Randy Kerbow

Profile
- Positions: Quarterback, Wide receiver

Personal information
- Born: December 19, 1940 (age 85) Paris, Texas
- Listed height: 6 ft 1 in (1.85 m)
- Listed weight: 190 lb (86 kg)

Career information
- College: Rice
- NFL draft: 1953: 6th round, 63rd overall pick

Career history
- 1963: Houston Oilers
- 1965–1968: Edmonton Eskimos
- Stats at Pro Football Reference

= Randy Kerbow =

American football player (born 1940)

Randall Morris Kerbow (born December 19, 1940) is a former football player in the National Football League and Canadian Football League.

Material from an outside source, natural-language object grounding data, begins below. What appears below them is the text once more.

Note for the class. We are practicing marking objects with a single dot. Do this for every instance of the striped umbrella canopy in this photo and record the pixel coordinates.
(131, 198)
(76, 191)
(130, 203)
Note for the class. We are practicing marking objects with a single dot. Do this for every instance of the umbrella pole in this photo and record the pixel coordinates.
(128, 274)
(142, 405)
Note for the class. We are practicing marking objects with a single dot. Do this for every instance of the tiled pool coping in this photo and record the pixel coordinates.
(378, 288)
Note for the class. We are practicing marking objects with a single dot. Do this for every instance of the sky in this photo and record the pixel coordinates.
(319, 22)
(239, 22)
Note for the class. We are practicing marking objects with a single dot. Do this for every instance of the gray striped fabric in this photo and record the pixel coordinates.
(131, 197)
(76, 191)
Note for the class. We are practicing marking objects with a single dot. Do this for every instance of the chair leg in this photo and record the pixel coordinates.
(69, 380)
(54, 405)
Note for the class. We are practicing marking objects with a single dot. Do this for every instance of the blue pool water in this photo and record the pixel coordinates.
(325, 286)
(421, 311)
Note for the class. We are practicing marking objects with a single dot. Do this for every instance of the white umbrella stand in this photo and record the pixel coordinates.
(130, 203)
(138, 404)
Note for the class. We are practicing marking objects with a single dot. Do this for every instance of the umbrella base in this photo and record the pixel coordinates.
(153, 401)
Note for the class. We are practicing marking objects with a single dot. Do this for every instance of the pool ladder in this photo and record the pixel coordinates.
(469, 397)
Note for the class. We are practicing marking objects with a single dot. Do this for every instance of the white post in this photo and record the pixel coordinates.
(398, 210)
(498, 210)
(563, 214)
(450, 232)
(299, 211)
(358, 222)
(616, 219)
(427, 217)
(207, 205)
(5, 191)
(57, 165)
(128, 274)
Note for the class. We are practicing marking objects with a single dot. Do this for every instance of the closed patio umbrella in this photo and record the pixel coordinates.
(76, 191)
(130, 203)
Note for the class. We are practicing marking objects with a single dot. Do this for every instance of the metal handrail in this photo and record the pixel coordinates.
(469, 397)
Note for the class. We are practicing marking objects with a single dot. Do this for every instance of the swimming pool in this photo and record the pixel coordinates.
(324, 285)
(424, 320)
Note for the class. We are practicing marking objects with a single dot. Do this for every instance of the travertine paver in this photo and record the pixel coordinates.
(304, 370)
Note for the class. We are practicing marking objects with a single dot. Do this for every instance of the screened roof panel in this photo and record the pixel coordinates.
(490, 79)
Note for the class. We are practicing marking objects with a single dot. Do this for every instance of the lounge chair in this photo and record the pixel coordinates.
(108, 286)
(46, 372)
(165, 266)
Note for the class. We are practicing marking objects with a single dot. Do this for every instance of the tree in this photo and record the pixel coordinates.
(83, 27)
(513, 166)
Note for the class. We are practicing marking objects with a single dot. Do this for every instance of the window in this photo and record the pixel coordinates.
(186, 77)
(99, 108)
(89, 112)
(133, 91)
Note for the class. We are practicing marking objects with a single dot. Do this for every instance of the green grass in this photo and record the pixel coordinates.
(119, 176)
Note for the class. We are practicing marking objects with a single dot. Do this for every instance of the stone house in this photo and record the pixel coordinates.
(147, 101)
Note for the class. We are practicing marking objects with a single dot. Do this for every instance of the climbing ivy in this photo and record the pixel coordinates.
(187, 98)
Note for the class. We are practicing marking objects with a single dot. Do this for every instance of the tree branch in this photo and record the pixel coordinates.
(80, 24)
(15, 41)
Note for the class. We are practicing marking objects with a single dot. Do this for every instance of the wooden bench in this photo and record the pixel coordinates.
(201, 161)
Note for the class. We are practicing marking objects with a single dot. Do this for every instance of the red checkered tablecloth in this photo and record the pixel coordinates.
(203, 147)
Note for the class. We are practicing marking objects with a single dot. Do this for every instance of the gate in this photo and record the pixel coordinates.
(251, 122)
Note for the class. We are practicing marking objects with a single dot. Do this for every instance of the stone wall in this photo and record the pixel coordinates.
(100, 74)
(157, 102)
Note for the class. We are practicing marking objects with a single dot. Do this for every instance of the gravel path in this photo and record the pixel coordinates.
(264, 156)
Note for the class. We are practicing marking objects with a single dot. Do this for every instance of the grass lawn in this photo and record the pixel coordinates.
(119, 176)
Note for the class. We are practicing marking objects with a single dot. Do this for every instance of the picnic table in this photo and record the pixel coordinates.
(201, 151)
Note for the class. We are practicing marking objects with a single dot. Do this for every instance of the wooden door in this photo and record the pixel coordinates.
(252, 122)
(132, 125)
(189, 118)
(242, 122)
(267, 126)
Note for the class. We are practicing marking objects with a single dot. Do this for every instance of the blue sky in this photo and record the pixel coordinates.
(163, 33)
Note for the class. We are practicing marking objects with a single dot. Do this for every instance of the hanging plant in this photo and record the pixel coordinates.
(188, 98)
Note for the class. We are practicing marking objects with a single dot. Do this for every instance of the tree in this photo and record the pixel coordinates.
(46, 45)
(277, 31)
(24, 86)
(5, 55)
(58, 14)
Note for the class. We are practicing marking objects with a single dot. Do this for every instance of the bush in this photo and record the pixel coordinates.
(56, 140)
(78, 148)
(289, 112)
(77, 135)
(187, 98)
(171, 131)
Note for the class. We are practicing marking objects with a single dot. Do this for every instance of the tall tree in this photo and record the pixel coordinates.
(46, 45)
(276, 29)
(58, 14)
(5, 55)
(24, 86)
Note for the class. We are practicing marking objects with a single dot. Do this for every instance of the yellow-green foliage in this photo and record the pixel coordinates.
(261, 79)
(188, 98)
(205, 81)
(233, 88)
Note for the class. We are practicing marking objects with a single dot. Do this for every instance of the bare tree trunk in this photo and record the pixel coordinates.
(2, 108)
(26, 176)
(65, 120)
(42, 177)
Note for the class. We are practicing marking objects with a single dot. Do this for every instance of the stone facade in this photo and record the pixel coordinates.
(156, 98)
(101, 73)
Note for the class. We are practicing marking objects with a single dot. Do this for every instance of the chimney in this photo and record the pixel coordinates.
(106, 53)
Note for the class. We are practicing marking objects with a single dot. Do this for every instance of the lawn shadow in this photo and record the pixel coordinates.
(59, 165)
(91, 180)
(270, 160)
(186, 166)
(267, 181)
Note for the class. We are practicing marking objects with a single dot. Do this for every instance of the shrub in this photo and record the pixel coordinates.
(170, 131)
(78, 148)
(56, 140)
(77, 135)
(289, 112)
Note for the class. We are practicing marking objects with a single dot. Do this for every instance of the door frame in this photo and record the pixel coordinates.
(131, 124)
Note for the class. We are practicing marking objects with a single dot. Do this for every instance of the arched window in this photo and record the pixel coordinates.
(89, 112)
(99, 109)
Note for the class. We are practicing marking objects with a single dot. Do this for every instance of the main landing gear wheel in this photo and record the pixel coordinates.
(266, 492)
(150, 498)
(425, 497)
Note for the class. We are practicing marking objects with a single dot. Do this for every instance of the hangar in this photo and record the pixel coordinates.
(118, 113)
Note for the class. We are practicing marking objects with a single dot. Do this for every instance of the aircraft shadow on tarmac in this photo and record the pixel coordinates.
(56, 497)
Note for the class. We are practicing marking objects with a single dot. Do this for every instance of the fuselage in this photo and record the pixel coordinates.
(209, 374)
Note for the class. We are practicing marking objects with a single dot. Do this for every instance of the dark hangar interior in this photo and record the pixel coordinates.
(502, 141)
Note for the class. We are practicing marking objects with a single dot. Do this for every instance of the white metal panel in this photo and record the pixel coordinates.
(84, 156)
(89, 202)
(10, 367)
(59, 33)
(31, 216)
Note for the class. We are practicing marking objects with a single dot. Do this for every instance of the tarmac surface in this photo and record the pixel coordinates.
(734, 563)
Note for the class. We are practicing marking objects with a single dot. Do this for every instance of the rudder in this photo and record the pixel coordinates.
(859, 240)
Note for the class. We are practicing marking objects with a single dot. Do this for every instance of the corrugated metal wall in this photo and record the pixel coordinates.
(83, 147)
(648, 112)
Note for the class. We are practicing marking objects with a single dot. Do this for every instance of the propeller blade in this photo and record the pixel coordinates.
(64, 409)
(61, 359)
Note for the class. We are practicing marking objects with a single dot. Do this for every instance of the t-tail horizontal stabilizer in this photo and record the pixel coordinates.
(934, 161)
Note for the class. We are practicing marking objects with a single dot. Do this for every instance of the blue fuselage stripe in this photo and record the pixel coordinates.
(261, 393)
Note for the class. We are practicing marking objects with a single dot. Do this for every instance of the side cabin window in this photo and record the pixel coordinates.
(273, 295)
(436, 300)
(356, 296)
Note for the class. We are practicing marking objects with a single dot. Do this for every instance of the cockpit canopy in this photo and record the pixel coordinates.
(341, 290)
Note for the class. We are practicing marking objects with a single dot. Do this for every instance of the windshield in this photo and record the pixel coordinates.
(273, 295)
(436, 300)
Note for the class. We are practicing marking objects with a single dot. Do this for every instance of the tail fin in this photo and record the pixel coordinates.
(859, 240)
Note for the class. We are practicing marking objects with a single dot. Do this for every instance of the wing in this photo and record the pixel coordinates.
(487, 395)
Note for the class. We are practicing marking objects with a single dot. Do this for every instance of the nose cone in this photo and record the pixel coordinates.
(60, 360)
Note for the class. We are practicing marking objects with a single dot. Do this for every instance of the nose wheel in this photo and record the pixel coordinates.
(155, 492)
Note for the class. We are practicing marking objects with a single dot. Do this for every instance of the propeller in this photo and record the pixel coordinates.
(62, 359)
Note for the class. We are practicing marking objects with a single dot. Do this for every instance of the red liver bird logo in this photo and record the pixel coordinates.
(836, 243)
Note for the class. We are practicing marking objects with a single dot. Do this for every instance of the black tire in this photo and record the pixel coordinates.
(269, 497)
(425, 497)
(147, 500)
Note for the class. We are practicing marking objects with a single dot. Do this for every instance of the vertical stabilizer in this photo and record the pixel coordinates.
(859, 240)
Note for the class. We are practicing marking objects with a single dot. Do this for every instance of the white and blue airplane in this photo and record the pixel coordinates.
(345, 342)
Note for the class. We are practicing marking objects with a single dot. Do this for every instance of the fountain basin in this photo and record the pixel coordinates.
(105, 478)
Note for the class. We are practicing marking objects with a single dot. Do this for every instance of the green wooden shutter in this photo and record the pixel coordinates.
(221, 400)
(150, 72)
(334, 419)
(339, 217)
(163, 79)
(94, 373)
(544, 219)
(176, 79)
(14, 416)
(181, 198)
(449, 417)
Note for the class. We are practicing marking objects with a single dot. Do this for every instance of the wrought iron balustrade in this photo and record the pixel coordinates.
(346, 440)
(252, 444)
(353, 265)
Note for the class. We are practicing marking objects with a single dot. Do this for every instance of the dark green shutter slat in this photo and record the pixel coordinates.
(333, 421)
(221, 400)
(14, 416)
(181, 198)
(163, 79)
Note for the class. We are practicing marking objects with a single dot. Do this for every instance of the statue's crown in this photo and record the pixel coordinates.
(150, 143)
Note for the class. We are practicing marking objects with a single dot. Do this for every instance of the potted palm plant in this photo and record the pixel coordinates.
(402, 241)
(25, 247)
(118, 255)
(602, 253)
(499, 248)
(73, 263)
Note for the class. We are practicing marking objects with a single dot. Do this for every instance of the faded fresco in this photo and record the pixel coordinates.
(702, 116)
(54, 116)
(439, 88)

A quarterback for the Rice Owls football team from 1960 to 1962, Kerbow made the Houston Oilers as a wide receiver in 1963. After failing to make the Oilers in 1964, he made the Edmonton Eskimos in 1965 as a quarterback. In 1966, Kerbow led Edmonton to its first Western Football Conference playoff berth in five seasons. Benched in favor of Heisman Trophy winner Terry Baker in 1967, Kerbow left Edmonton to try out for the New Orleans Saints in 1968. After failing to make the team, he rejoined the Eskimos where he split playing time with Frank Cosentino. Although he was expected to regain the starting job full-time in 1969, Kerbow opted to retire.